Create and fill a DataFrame column based on conditions

Question

I have a DataFrame and I need to create a new column and fill the values acording to how many words in a list of words are found in a text. I'm trying de code below:

df = pd.DataFrame({'item': ['a1', 'a2', 'a3'], 
               'text': ['water, rainbow', 'blue, red, white','country,school,magic']})


list_of_words = ['water', 'pasta', 'black', 'magic', 'glasses', 'school' ,'book']

for index,row in df.iterrows():
    text = row['text']
        count_found_words = 0
        for word in list_of_words:
            found_words= re.findall(word, text)
            if len(found_words)>0:
                count_found_words += 1
        df['found_words'] = count_found_words

This code actually create a new column, but fill all the rows with the last 'count_found_words' of the loop.

is there a right way to do this?

Answer 1

pattern = fr"\b({'|'.join(list_of_words)})\b"

df["found_words"] = df.text.str.findall(pattern).str.len()

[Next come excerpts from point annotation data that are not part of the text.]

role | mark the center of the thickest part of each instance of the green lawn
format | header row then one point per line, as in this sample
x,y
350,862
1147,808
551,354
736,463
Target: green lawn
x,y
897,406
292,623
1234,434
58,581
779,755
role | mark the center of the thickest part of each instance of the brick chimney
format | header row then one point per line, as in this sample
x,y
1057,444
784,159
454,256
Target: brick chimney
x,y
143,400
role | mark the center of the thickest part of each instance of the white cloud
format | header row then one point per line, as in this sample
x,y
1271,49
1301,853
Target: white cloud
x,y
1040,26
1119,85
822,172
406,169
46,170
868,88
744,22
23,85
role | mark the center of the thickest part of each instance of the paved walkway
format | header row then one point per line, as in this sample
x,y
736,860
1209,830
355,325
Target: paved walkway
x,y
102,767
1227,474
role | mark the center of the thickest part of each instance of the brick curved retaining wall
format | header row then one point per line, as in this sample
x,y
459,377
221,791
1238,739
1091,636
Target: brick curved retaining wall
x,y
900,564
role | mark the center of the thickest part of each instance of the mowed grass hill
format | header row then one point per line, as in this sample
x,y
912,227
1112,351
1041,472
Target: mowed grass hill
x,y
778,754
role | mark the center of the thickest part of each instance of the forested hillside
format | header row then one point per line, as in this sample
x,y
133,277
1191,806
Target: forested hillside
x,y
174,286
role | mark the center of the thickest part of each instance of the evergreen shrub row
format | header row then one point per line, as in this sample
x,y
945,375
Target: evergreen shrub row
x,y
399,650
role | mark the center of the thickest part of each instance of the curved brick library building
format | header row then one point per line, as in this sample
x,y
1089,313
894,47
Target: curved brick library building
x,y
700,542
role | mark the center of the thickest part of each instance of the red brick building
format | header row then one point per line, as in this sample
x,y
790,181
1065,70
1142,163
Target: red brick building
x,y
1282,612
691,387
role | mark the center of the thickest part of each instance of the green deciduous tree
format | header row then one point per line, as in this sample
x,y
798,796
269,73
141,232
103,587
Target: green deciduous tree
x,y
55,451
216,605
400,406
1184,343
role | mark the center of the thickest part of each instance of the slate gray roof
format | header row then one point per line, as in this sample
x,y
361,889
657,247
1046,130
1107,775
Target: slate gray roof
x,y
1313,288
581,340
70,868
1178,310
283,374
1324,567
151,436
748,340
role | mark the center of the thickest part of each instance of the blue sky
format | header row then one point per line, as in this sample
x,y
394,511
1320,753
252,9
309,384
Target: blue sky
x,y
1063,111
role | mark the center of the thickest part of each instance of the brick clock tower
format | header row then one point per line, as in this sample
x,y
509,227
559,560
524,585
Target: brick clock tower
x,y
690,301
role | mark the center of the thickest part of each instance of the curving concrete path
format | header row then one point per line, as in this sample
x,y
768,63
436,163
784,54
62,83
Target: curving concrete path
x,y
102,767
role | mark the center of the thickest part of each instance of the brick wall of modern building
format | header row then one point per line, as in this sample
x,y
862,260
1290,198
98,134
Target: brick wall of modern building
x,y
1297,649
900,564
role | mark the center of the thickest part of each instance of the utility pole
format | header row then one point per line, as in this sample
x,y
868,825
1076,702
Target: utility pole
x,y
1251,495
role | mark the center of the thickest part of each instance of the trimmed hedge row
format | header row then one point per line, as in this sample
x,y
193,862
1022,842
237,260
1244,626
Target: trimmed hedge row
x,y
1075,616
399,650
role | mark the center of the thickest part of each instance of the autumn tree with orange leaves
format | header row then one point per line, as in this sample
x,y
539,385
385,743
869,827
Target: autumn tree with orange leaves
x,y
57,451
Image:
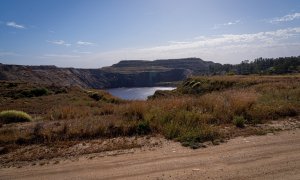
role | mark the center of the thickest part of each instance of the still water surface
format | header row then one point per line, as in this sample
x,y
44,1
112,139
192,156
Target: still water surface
x,y
140,93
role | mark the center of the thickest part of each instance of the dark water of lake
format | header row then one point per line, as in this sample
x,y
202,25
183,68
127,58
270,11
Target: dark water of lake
x,y
140,93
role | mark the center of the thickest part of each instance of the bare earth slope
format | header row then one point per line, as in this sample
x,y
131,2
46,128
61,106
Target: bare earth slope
x,y
256,157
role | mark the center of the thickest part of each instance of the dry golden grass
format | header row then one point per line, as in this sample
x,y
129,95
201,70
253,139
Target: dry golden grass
x,y
195,115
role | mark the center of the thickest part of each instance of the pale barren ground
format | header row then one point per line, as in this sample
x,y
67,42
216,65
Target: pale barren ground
x,y
272,156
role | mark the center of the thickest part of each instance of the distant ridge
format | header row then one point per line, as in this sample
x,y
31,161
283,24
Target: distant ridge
x,y
127,73
141,73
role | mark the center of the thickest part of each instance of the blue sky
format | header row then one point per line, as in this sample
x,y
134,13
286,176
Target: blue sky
x,y
96,33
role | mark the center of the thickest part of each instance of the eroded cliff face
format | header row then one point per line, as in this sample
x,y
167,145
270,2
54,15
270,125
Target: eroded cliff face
x,y
123,74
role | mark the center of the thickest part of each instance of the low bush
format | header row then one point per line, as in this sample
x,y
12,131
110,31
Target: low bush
x,y
13,116
239,121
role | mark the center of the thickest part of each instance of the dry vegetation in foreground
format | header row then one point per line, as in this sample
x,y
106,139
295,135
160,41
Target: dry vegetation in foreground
x,y
196,112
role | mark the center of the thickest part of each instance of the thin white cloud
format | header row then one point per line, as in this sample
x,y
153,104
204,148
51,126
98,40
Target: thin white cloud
x,y
217,26
227,48
60,56
15,25
60,42
8,53
81,52
286,18
84,43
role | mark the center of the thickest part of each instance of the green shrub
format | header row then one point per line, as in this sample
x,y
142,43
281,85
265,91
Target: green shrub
x,y
13,116
39,92
96,96
143,128
36,92
239,121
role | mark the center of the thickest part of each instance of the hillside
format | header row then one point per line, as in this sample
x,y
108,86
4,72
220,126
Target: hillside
x,y
122,74
140,73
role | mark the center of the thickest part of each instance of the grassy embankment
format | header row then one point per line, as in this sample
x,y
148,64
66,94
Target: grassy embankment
x,y
197,111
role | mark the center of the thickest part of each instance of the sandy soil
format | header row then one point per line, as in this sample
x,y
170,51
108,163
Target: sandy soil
x,y
273,156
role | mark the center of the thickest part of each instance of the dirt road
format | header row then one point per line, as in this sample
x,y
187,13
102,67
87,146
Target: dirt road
x,y
256,157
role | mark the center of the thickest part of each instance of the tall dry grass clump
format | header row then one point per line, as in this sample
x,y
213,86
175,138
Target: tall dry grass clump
x,y
13,116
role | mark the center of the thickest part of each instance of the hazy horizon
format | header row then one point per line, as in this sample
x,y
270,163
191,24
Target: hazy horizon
x,y
94,34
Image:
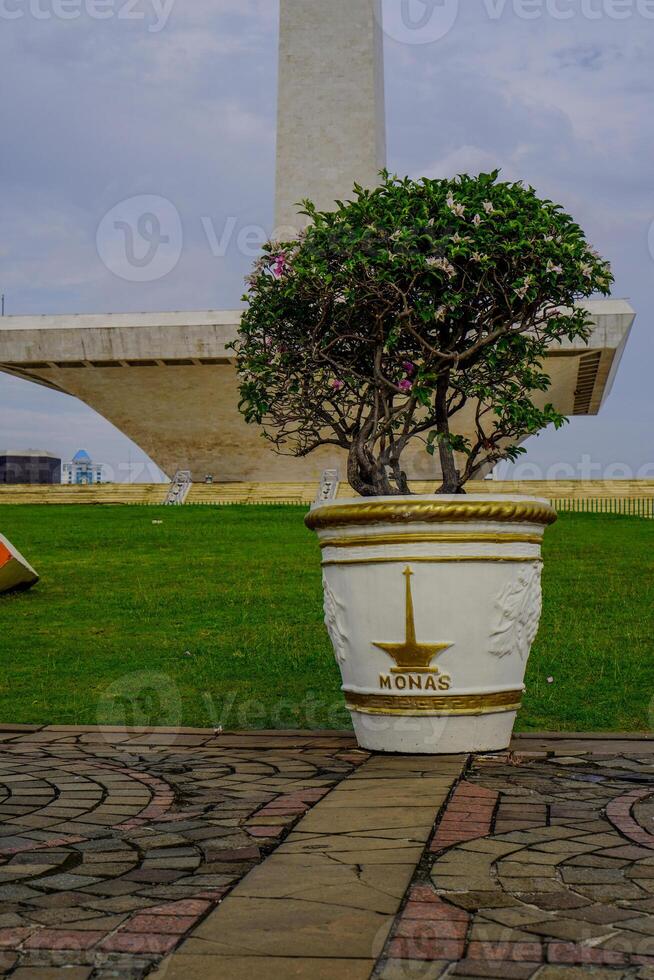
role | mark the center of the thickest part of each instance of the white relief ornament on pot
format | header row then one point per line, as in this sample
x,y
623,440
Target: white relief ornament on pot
x,y
519,605
334,616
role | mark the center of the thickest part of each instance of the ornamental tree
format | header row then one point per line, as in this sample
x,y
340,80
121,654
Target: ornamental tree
x,y
395,311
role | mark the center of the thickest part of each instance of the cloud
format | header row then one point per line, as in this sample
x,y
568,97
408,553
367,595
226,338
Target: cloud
x,y
102,111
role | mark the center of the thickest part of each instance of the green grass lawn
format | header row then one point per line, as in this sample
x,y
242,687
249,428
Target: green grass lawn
x,y
214,617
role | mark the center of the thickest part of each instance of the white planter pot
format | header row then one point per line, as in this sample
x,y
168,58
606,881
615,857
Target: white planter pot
x,y
432,605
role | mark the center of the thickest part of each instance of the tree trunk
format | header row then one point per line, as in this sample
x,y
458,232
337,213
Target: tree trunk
x,y
451,478
367,475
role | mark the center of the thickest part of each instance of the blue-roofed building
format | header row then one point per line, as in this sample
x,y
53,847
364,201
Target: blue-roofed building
x,y
82,471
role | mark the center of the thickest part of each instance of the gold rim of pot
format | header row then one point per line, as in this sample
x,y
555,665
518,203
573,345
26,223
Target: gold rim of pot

This forms the regex \b(water|pasta|black|magic|glasses|school|book)\b that looks for any of the words in the list. Finds all it could and reports the number of matches via .len.

Answer 2

Or you can TRY:

df['found_words'] = df.text.str.split(',').apply(
    lambda x: sum(i in list_of_words for i in x))

Answer 3

You can define a function count_words that returns count_found_words and use df['found_words'] = df['text'].map(count_words)